The White House Office of National AIDS Policy (ONAP) presented a tentative outline of a National HIV/AIDS Strategy during a community meeting in D.C. and a national conference call on Friday, May 14.

”What we’re telling you is where we’re at, but I think we can all recognize that this will evolve,” said ONAP Director Jeffrey Crowley, addressing the crowd of about 60 people in the South Court Auditorium of the Eisenhower Executive Office Building.

ONAP reps (left to right): senior program manager James Albino, senior policy advisor Gregorio Millett, director Jeffrey Crowley and policy advisor Adelle Simmons.
ONAP reps (l-r): senior program manager James Albino, senior policy advisor Gregorio Millett, director Jeffrey Crowley and policy advisor Adelle Simmons.
(Photo by Yusef Najafi)

The 72-page booklet distributed at the meeting, ”Community Ideas for Improving the Response to the Domestic HIV Epidemic,” provided the outline that was crafted after ONAP conducted an Internet survey on its website, as well as hosted 14 community discussions around the country, including one at the University of D.C. on Sept. 21, 2009.
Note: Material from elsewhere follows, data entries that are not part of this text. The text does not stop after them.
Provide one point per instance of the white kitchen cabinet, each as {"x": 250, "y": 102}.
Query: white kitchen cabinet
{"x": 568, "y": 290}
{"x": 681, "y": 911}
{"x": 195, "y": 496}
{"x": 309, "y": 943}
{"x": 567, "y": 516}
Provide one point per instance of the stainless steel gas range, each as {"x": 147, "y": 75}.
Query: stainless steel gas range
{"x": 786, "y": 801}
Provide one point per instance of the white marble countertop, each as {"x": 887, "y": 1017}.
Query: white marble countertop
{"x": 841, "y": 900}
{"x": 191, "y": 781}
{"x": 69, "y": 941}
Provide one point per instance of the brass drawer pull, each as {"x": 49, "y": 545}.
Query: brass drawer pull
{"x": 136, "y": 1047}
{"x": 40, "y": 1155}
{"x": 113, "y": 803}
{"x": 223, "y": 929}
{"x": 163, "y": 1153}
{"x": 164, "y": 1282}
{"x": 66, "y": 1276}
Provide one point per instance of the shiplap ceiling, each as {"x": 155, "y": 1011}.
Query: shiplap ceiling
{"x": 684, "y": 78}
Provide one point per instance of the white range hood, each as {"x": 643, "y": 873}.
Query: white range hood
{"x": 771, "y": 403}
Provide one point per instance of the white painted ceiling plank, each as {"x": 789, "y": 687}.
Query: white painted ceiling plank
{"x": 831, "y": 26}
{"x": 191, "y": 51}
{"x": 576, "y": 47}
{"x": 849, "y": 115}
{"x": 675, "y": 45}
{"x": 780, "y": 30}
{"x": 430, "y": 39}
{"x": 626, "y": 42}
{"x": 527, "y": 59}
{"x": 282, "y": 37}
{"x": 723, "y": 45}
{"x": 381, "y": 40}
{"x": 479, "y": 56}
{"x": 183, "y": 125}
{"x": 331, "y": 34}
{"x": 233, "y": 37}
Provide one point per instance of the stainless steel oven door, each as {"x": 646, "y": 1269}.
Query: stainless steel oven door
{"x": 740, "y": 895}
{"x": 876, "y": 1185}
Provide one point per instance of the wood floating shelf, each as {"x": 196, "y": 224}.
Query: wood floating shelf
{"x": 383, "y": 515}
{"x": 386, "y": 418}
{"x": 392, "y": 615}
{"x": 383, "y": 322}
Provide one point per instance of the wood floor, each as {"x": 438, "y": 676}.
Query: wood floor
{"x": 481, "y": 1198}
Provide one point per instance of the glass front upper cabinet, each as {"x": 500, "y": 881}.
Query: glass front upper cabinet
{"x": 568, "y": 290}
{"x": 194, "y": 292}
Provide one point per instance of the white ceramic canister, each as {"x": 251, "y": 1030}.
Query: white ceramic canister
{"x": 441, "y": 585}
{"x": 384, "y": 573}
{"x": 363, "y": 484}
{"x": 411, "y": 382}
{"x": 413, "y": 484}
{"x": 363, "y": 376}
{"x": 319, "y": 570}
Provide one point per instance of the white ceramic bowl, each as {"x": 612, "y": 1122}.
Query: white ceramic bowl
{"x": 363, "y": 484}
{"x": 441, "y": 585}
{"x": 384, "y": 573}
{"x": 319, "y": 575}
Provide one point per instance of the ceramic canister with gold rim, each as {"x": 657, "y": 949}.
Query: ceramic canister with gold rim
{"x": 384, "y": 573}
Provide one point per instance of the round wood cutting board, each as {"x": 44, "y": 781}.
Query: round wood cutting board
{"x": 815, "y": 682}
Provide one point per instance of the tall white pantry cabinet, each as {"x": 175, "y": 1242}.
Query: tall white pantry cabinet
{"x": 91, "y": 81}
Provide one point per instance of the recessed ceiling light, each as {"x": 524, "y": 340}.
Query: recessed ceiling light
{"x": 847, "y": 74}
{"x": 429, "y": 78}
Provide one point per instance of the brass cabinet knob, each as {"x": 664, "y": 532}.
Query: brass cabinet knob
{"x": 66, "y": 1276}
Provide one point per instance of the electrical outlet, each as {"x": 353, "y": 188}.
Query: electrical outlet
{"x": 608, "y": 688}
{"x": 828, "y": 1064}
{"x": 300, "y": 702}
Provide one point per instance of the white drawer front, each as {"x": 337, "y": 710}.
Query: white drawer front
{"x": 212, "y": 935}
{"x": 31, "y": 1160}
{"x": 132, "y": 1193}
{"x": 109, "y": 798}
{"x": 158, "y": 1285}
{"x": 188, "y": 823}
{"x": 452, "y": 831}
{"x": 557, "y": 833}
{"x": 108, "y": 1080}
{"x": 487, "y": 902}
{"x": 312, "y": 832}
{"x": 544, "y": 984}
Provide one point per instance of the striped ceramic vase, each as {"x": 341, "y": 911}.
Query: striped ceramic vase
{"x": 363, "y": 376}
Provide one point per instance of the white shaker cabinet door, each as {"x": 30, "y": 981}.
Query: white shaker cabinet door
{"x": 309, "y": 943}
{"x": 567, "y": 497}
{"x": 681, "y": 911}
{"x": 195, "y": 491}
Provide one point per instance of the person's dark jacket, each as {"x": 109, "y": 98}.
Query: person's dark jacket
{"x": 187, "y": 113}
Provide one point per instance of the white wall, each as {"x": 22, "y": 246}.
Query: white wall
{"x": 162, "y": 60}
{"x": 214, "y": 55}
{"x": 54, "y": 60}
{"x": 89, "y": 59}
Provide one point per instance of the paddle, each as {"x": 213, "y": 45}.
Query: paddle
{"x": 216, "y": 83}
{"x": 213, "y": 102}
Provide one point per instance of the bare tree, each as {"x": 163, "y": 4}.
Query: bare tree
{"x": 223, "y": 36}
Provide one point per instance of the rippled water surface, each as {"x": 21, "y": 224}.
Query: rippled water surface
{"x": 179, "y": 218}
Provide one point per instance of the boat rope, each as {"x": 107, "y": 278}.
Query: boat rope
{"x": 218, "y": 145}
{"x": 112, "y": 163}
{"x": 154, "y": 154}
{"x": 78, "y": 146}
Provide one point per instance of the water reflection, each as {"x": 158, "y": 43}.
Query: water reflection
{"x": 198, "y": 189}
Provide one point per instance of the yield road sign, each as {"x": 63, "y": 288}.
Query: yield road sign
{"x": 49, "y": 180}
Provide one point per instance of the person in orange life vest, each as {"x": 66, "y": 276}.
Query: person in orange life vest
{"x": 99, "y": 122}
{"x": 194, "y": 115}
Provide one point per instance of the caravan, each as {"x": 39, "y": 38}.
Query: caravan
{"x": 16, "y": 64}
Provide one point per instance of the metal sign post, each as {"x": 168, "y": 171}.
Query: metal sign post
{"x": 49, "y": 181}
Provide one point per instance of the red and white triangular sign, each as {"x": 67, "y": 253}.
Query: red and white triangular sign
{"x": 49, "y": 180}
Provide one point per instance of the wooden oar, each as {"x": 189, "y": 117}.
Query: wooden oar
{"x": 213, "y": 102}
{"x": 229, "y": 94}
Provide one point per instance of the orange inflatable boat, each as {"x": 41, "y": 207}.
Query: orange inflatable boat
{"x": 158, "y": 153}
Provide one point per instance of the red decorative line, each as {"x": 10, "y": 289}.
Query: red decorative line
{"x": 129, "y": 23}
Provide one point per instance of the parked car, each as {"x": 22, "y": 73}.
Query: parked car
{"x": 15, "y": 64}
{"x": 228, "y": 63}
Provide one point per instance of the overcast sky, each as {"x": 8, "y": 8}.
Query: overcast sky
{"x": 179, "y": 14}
The work-in-progress strategy is broken down into three components: prevent new HIV infections, increase access to care and optimize health outcomes, and reduce HIV-related health disparities.

”We can evolve based on what we hear today, but also as we continue engaging with the [Presidential Advisory Council on HIV/AIDS (PACHA)] and also our federal partners,” Crowley added, later opening up the floor to comments from the audience.

”What we hear today is not set in stone, but we want to give you an update that will really signal the direction that we’re moving in.”

Jen Heitel Yakush, director for public policy at the Sexuality Information and Education Council of the United States (SIECUS), based in D.C., attended the meeting and said comprehensive sex education is key.

”We need to be talking about HIV prevention and STI prevention in addition to unintended pregnancy prevention, and the inter-related health needs of particularly LGBT young people,” Yakush, who is bisexual, told Metro Weekly immediately following the hearing.

”I have a lot of hope for the National HIV/AIDS Strategy,” she added. ”We know that it’s going to be broad strokes. I hope there’s going to be some detailed goals and measurements within the National HIV/AIDS Strategy. We also know that even in these tight fiscal times we need increased funding if we’re really going to have an impact on the number of new HIV infections every year.”

Among other local attendees was Don Blanchon, CEO of the Whitman-Walker Clinic, though he did not speak at the event.